Sunday, January 13, 2008

Divide and conquer, or why it's good to know your ruler...

Adding darts to a pattern than has none and needs them desperately:

After my last post, I decided to examine my best fitting jackets and the common denominator is a prevalence of shaping darts in both the front and back. So, I pulled up sleeves and grabbed my curved ruler and got to business. I had determined how much needed to be removed by pinching out the excess at my waist after basting the side seams in a curve so that it was comfortable and gave a nice silhouette. I also basted new darts, but I eyeballed it. It was crude, but illustrative, as evidenced by the following image.
Based on this photo I realized #1: that the pockets had to go; #2 the darts had to be extended up the back, at least to the shoulder blades (about mid armscye); #3 I really suck at just eyeballing darts. I mean seriously, how crazy crooked are those seams? They aren't even level...

Enter the ruler...
At this point, I did a flat measurement of the new width of the back, compared this to the original pattern piece, and found that 3" had to be removed from the waist. This was after taking roughly an inch in at the waist by changing the side seam (meaning, I went from a basically straight seam to a nice curve by indenting 1/2" on each side at the waist and tapering to almost no seam allowance at the very bottom of the hem).

Shaping the back, or how to take in 3 inches gracefully:
As I was limited by not having a CB seam, I thought two back darts would be both visually appealing and balanced. For a total reduction of 3", that would be 1.5" on each side. On the pattern piece, I added two 18" fish eye darts to the back first. For placement, I found the center back then the center of each side, right and left. Using my ruler, I drew the lines on the pattern, starting from the bottom hem and extended to the top edge of the pattern piece. I measured up 18" from the bottom hem on the left side and marked. I had already marked out the waist line, so at I centered 1.5" (.75" on either side of my vertical line) and marked. Using my curved ruler, I drew out the legs of the dart.

I unpicked all of the seams I had sewn so that I had only the back piece in front of me and could lay it flat. Using a chalk pencil, I copied all the markings from my pattern piece to the wrong side of the fur. I sewed the darts, then basted the side seams, following the curve I had established earlier.
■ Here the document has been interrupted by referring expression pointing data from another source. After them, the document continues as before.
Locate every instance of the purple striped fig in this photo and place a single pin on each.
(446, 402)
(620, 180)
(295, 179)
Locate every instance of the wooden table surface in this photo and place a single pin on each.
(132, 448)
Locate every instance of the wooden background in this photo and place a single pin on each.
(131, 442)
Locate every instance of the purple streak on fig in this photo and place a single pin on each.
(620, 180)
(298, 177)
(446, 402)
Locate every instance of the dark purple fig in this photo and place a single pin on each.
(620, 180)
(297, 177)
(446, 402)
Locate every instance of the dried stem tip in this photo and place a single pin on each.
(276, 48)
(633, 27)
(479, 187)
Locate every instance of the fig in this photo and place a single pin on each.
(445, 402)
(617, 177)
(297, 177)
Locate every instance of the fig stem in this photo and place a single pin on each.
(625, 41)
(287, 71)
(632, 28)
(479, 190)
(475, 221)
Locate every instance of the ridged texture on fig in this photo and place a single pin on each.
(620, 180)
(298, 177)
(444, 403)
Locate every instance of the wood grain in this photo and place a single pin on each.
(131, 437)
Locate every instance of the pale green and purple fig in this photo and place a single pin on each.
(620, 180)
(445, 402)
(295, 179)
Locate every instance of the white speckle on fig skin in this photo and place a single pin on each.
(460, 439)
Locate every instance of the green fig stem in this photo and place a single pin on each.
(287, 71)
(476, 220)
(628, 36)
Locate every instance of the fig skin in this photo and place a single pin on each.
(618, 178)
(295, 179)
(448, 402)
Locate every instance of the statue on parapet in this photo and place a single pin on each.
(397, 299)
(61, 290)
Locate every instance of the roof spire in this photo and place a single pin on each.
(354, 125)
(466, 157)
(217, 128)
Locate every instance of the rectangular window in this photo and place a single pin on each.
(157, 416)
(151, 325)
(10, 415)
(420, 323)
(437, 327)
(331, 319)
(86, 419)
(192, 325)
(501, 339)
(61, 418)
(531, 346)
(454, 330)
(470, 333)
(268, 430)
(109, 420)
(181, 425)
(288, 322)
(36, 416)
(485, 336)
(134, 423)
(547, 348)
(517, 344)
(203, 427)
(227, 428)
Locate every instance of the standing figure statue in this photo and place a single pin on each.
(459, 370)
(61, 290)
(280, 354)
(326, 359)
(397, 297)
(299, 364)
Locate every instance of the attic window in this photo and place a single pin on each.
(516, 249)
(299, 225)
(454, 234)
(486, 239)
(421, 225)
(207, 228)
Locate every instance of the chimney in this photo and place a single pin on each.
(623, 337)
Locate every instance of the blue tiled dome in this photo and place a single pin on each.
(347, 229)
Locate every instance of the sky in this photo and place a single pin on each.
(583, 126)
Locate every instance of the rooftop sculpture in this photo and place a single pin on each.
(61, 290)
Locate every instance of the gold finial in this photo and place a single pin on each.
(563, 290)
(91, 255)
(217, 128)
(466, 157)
I basted the shoulders and tried on once again to see if I was successful.
Much better, right? No more pockets, but that's okay. The waist looks good and, despite the little ripple at the waist (I have to learn to stand straight but I was operating the camera by remote control and had to move fast), it really does lay well. You can see the changes much more clearly on the lining. Note an ease pleat has been added, as well.


Adding front darts...
Having fixed the back, I could now move to the front, which also needed attention. I knew pretty much right away that I would have to add an additional dart under the bust from the side seam. This was easily done and I grabbed my now much loved curved ruler and chalk pencil. I marked my new darts on the pattern piece. Once more, I unpicked the shoulder and side seams so that I could lay the pattern piece flat. I transferred the markings and sewed the new darts on the front.
How good does that front look? Good enough that I permanently stitched the side seams and set the sleeves. Once more, you can see the changes more clearly on the lining.
Despite that my husband dislikes my choice of lining fabric, I think this is turning into a very cute little project! When I modeled my progress, my husband tried to calculate how much I could sell it for on eBay. I encouraged him to sell an old flashlight-type tool that he had and ever since, everything we own has been appraised for possible sale on eBay. It's more than a little amusing, to say the least. But hey, I love the lining; I think it' unusual and it makes the fur look more brown than black where every other fabric I tried made it more black. I also interfaced it because the knit backing of the fur was still rather rough and it could be felt through the lining.

Next post will be of the completed jacket... Stay tuned!

3 comments:

Chicago Sarah said...

Go go go! (I love the lining fabric, it's probably just a boy thing)

cidell said...

Great job with the fitting and I love the lining. It's going to be really really cute!

Sarah @ Sewer-Sewist said...

You modifications to this jacket are really shaping up---the style changes very much suit you. (Although I don't think I could sacrifice the pockets!)

Looking forward to seeing how it turns out.